Membranous PD-L1 expression was only identified in patients with MMR-deficient tumors. Additionally, tumors with MMR-deficiencies were more likely to contain a greater density of CD8+ lymphoid cells. However, the researchers noted that neither PD-L1 nor CD8 were significantly associated with PFS and OS.

"PD-L1 was done on all patients. There was a trend for PD-L1 expression but nothing was stronger than the mutational burden," senior author Luis A. Diaz, Jr, MD, associate professor of Oncology, Johns Hopkins Sidney Kimmel Comprehensive Cancer Center, said in an interview with OncLive at the conference. "Follow-up studies are looking at the mutations. We did have 4 non-responders, and so we're trying to understand who those non-responders were and what their mutational profiles were."

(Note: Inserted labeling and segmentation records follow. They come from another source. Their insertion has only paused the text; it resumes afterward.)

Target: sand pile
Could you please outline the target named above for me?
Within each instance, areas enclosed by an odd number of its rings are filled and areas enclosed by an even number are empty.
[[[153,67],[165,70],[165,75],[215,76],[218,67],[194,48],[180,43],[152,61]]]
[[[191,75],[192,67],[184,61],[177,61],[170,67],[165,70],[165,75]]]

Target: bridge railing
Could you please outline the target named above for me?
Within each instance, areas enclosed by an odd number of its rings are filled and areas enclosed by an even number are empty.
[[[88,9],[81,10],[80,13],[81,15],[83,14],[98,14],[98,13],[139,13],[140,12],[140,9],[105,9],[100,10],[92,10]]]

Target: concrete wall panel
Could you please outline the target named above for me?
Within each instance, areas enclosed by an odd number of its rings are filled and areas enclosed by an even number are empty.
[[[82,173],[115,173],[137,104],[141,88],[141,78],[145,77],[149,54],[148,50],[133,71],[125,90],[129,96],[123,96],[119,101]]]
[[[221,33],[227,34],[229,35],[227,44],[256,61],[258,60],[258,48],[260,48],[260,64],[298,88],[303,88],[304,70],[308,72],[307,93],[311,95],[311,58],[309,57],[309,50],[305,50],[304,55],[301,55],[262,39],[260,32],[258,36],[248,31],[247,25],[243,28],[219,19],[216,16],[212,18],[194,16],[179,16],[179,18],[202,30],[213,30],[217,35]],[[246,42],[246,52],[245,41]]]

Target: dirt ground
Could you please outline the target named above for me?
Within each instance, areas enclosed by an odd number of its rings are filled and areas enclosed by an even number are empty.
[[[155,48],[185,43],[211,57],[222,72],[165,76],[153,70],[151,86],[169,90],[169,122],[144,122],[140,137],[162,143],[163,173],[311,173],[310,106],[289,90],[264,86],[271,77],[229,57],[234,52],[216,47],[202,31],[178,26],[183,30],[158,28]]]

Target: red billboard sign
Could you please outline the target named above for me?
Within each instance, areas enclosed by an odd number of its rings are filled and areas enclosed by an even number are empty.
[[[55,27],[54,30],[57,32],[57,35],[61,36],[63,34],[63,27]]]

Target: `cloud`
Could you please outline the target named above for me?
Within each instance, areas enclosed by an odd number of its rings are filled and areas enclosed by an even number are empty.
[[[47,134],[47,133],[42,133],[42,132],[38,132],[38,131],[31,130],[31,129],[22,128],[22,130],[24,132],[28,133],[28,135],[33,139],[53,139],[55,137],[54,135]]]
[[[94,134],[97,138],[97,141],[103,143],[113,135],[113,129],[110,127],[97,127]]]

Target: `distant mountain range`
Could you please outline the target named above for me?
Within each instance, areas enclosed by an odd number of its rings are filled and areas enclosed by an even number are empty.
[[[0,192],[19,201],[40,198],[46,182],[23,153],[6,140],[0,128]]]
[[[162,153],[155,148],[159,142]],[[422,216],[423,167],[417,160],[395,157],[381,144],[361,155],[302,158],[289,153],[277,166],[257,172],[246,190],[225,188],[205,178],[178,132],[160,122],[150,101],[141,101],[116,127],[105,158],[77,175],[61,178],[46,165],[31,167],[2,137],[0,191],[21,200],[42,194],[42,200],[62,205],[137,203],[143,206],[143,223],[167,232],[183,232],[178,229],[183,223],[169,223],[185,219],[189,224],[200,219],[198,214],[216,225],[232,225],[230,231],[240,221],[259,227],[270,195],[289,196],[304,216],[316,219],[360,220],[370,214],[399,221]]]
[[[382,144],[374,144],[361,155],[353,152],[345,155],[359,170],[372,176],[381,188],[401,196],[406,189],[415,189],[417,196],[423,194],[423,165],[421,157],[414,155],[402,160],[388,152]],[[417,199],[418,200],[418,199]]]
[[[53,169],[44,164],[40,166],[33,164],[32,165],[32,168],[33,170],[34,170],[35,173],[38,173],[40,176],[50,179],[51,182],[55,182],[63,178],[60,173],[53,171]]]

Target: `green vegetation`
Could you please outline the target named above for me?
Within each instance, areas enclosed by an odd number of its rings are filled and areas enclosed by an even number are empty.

After announcing the positive news at the ASCO meeting, Merck launched the phase II KEYNOTE-164 study to evaluate the effectiveness of MMR and MSI-H as a predictive marker in patients with pretreated mCRC. This study is meant to support a regulatory filing for pembrolizumab in MMR/MSI-H-deficient mCRC, if results are positive (NCT02460198).

In addition to the phase II study, Merck is planning to launch a phase III trial to assess patients with treatment-naive MMR-deficient mCRC. In this study, patients will receive pembrolizumab or 1 of 6 standard chemotherapy regimens. PFS will be the primary endpoint of the study, which is labeled KEYNOTE-177 (NCT02563002).

References:

  1. Le DT, Uram JN, Wang H, et al. PD-1 blockade in tumors with mismatch repair deficiency. J Clin Oncol. 2015;(suppl; abstr LBA100).
  2. Le DT, Uram JN, Wang H, et al. PD-1 Blockade in Tumors with Mismatch-Repair Deficiency. N Engl J Med. 2015; 372:2509-2520.